Иванов свои намерения не очень и скрывал. Но вдруг словно заколебался в последний момент — придержал у себя мяч. Я сделал вид, что двинусь сейчас навстречу партнеру — пойду на недодачу (так мы это называем), приму пас на полпути. Естественный ход? И защитник так подумал. Но я не пошел навстречу Кузьме, и он точно знал, что двинусь я совсем в другую сторону. Я развернулся — и в самую удобную позицию («на ход») получил от Кузьмы мяч. Оставалось набрать скорость. Ну, и гол, конечно, забить.

И сколько же подобных случаев могу я еще припомнить! Про наш с Кузьмой футбол можно бесконечно рассказывать.

В той главе, где Иванов пишет про меня, он в основном не столько про футбол говорит, сколько пробует разобраться во мне как в человеке. И хотя утверждает, что я для него неразгаданная загадка, он, в общем, довольно категорически высказывается.

Сильный — на поле, слабый — в остальной жизни. Это я такой, по его мнению.

Он еще вроде бы мне сочувствует; с безвольного, мол, человека чего и спрашивать?

Не могу полностью согласиться с Кузьмой в данном случае. Никак не могу.

И не из-за себя одного.

Я уже сказал, что называть слабым человека, добившегося в большом спорте заметных успехов, значит, по-моему, принизить значение дела, которому мы служим. Что же это за дело, где могут побеждать слабые?

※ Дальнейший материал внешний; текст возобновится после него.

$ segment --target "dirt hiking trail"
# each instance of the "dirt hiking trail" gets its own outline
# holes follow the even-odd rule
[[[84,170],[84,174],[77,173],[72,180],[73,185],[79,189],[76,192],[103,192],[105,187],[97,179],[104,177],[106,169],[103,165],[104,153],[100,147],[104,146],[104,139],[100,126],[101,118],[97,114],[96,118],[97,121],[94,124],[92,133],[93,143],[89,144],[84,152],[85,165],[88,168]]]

Меня — я не раз слышал — считали вроде большого ребенка. И вроде бы выходило, что меня много баловали.

Только так ли это?

Жизнь, по-моему, бывала ко мне очень сурова.

Мне, конечно, очень повезло, я узнал в футболе много радостей. Не хотелось бы, однако, чтобы люди, плохо знающие нашу кухню, представляли спортсменов балованными детьми.

Футбол сегодняшний — игра не для детей, как бы ни были молоды ведущие игроки.

Может быть, поэтому мне и показался обидным тон, в котором заговорил обо мне Валентин Иванов, столько обо мне знающий, столько прошедший вместе со мной.

Нельзя отделять нас от футбола.

Футболу мы отдавали лучшее, что есть в нас.

Играть нам друг с другом было очень легко, а рассказывать друг о друге потруднее. Мне во всяком случае. Почему я и не хотел за эту главу приниматься и теперь так с нею мучаюсь.

Я говорил уже: когда мы снова вышли вместе на поле посте моего возвращения в футбол, никакой притирки друг к другу нам и не потребовалось. Мы как и не расставались — понимание было полным.

Помимо футбола, однако, — а чем старше делаешься, тем существеннее для нас становится обыкновенная жизнь, например, дружба семьями, — прежней близости уже не было.

Это неуловимо — никаких фактов неприязни не наблюдалось. Да их и не было — уверен. Мы готовы были вроде продолжить дружеские отношения — нас двое только и осталось из старого «Торпедо».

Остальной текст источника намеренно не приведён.